Mark loved all animals — as a teenager, he once valiantly tried to convince my mother that a bat which had flown into our garage could be domesticat­ed as a pet — but my God, he adored cats. I honestly don’t know why. We were dog people, rabbit people, 76 guinea pig people, but as children, we only had one cat and we had him just long enough to establish that both Mark and I were extremely allergic to him. And that should have been that for us and cats.

But Mark got mad notions, and one of them involved making an elaborate cat trap from a wire basket and waiting patiently until a poor unfortunat­e wandered into it. ‘I caught a cat!’ I can still hear him jubilantly exclaim on that fateful day, and as it turned out, he hadn’t just caught a cat, he’d caught the pet that stayed with our family the longest of all, the one who was still there long after we’d all moved out. The one my parents paid for kidney dialysis for. The one that meant I went through secondary school with what appeared to be a permanent cold, while Mark happily sucked his asthma inhaler for extra feline grooviness.

As soon as Mark got his own place, he started befriendin­g feral cats. Honestly, the state of most of them. And unlike the big kitten that became our domestic god, these were wild, scratchy, spitty animals that tore Mark’s arms and occasional­ly his face to shreds. Still, he persevered in his life-long efforts to tame the species.

When he went to Saudi Arabia for work, the only photos he ever posted were of the skinny cats he fed and befriended over there. Back home, it was Mark who volunteere­d to feed our sister’s occasional cat when she was travelling. I don’t think he ever fed her without photograph­ing her.

I mentioned to him that a cat had started inspecting our front garden in the months after our dog died, and he demanded a detailed descriptio­n. Cat-shaped, I said. Vaguely cat-coloured.

A week before Mark died, the cat crossed our threshold for the first time, tentativel­y stepping through the open back door and into the kitchen. ‘Oh my God, he’s broken the fourth wall !,’ The Young Adult exclaimed, and we all laughed at our general artiness as the startled cat scarpered from our thespian den.

And when I came back from the hospital on the morning my brother died, the cat had moved in. On a day that is mostly a blur, I was vaguely aware that as darkness fell, the cat was still here. And she has been here ever since.
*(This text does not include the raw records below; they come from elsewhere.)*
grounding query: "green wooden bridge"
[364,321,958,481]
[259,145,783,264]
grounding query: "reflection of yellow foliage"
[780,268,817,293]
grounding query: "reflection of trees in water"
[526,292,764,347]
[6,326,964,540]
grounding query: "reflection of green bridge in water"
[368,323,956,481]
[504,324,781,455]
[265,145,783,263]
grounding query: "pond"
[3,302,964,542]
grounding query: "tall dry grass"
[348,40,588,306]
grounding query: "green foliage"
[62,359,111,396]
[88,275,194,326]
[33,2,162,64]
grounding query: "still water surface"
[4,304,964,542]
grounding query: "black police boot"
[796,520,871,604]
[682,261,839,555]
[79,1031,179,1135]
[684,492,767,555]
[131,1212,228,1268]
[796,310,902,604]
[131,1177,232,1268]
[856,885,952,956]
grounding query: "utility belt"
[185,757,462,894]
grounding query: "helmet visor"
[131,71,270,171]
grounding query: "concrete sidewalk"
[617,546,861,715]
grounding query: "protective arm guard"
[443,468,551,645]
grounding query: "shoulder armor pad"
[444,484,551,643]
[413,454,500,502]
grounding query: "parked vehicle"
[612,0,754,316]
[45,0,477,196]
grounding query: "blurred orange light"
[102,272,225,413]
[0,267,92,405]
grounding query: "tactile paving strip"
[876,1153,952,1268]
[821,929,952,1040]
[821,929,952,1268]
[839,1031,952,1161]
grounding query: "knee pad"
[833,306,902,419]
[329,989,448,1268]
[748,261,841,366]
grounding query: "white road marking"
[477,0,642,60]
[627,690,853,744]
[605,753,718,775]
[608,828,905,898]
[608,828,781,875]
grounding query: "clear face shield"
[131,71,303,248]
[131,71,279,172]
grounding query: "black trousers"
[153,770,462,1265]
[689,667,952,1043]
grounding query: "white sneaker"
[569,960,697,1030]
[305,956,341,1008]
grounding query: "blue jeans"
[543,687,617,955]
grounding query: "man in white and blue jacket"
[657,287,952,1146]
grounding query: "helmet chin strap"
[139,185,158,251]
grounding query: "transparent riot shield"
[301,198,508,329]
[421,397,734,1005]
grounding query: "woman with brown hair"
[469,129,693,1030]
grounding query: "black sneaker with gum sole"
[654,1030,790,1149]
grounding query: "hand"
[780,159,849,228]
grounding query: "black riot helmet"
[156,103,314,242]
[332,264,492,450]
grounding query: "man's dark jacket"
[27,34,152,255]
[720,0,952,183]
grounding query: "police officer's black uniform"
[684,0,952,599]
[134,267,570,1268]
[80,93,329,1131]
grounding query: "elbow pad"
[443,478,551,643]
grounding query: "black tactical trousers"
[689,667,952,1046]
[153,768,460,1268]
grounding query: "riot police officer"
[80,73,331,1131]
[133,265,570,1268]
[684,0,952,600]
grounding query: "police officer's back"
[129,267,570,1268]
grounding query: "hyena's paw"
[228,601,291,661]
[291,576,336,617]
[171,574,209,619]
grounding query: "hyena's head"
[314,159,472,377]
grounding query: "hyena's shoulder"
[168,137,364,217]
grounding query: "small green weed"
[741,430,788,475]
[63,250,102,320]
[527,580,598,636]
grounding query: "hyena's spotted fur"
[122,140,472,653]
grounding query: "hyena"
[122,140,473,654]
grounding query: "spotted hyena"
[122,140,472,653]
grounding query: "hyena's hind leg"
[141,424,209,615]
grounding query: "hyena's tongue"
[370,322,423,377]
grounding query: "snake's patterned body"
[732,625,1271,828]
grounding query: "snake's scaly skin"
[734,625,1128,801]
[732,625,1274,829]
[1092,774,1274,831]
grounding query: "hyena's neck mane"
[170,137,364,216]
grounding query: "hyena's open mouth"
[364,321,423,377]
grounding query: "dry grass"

We named her Markie — of course we did — and after a couple of selfish weeks when we wanted to keep her all to ourselves, we began to make enquiries amongst the neighbours as to her provenance. Because she’s not a spitty, nutty cat, but a proper, pretty little lady who clearly started somewhere else. But after extensive investigat­ions, our best guess is that she may have belonged to one of the families who recently moved away, because nobody has claimed her.

She spends her days sleeping on The Youngest’s bed, her unexpected and very welcome college companion in this strange new version of Trinity College. Sometimes she miaows during her zoom lectures and it confuses the lecturers and mortifies The Youngest. The cat is, if you like, inhaling a degree. At night, she flits between various rooms, checking in with all the people in the house who can’t quite believe that we suddenly appear to have a cat. She is sitting on a kitchen chair across the table from me right now staring at me tapping on my laptop, wondering why I’ve taken a break from stroking her.

Maybe I should be on anti-depressant­s. Instead, I am on anti-histamines.

Do I really believe my only brother’s first posthumous act was to send me a cat? A cat that he knows I’m allergic to, at that? Not really. But I am immensely grateful, overwhelme­d even, by the timing of her unexpected arrival in our lives and I am loving cuddling her and holding her and not being sure half the time if it’s Mark or Markie that I’m softly talking to on these long dark days when a cat, of all things, has shown us some light. And sure look it. Maybe. Just maybe.